最初にやるのは、テクニックの導入ではなく「会議の棚卸し」です。いま社内にある定例・臨時の会議をすべて書き出し、前掲の4分類で仕分けます。これは業務そのものを洗い出す業務棚卸しの手順と同じ考え方で、会議も”間接業務のひとつ”として棚卸しの対象にします。

棚卸しでは、各会議について次の5項目を1行で埋めます。埋まらない会議は、目的が曖昧=見直し候補です。

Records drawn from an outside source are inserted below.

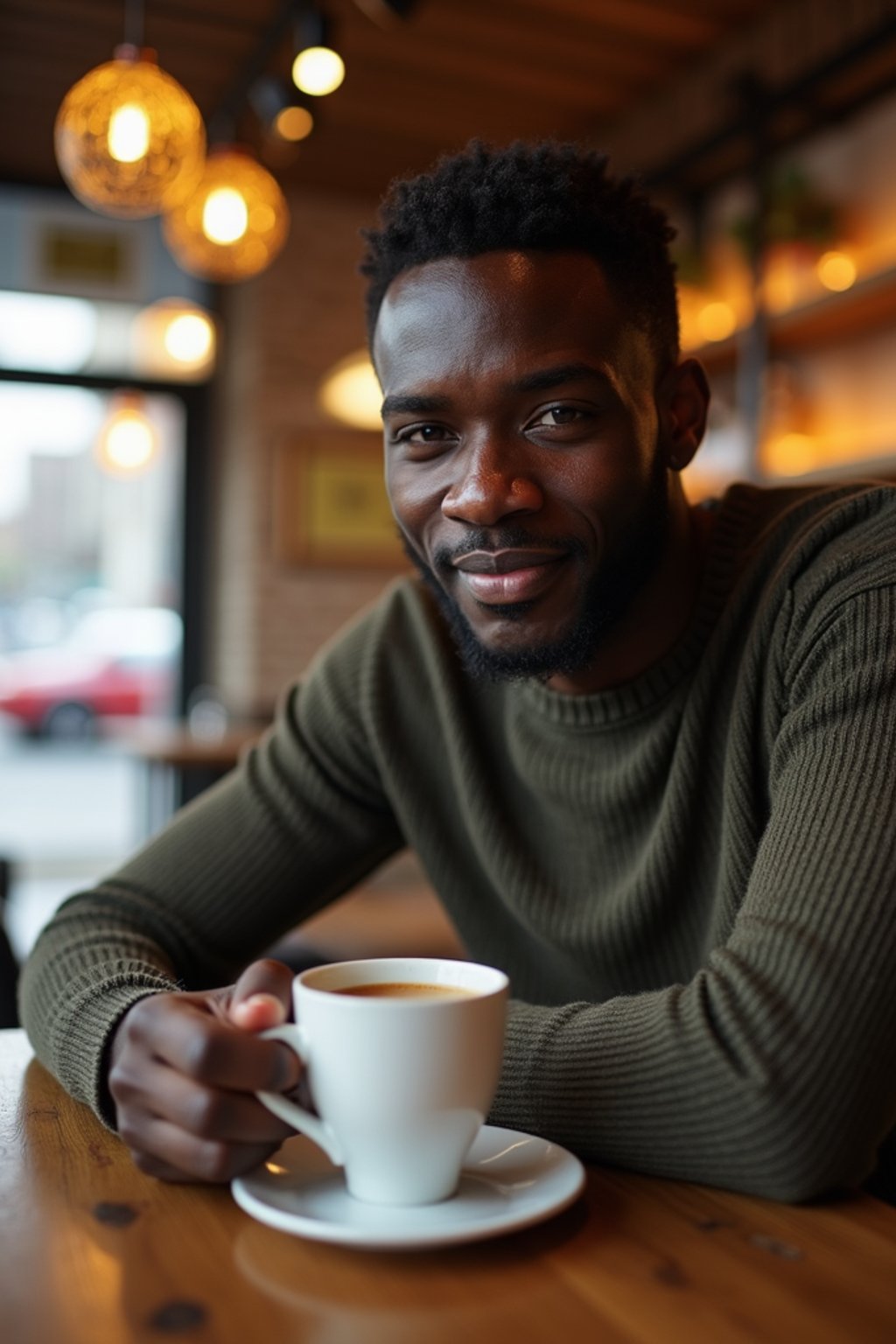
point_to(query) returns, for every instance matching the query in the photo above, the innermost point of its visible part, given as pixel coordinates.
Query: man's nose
(494, 484)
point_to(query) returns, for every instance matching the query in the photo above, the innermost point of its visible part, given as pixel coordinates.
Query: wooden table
(92, 1251)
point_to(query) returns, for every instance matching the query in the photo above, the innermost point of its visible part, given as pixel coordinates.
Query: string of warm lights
(130, 142)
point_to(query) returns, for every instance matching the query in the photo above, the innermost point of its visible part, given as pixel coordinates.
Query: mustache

  1. 目的(この会議で何を決める/すり合わせるのか)
  2. 分類(決める/すり合わせる/知らせる/集まる)
  3. 参加者と、その人が必要な理由
  4. 頻度・所要時間
  5. やめた/減らした場合の影響

この作業は、会議単体ではなく間接業務全体のムダ取りの一部として進めると効果が高まります(→間接業務の効率化アイデアと優先順位の付け方)。会議は「移動・待ち時間・重複」という7つのムダが凝縮した場でもあります。

会議の効率化は具体的にどう進める?(5ステップ)

会議の効率化は、次の5ステップで進めます。①〜②で会議の”量”を減らし、③〜⑤で残した会議の”質”を上げる構成です。

STEP やること 効くポイント
① 棚卸し 全会議を4分類で仕分け ムダな会議の総量を減らす
② 削減・非同期化 「知らせる」会議を資料/チャットへ 集まる回数そのものを減らす
③ 参加者を絞る 決める人・情報を持つ人だけ招集 意思決定を速くする
④ アジェンダ設計 目的1行+論点+結論仮説を事前配布 議論を発散させない
⑤ 決定ログ 決定・宿題・論点の3点だけ残す 蒸し返しをなくす

順番が重要です。多くの会社は④のアジェンダ改善から入りますが、①②で”やめる・減らす”を先にやらないと、非効率な会議の進行が少し上手になるだけで終わります。まず量、次に質です。

会議のアジェンダはどう書けば効率が上がる?

効率が上がるアジェンダは、「議題の羅列」ではなく「この会議で決めること+こちらの結論仮説」を先出ししたものです。参加者が事前に反応を準備でき、会議は”説明”ではなく”意思決定”から始められます。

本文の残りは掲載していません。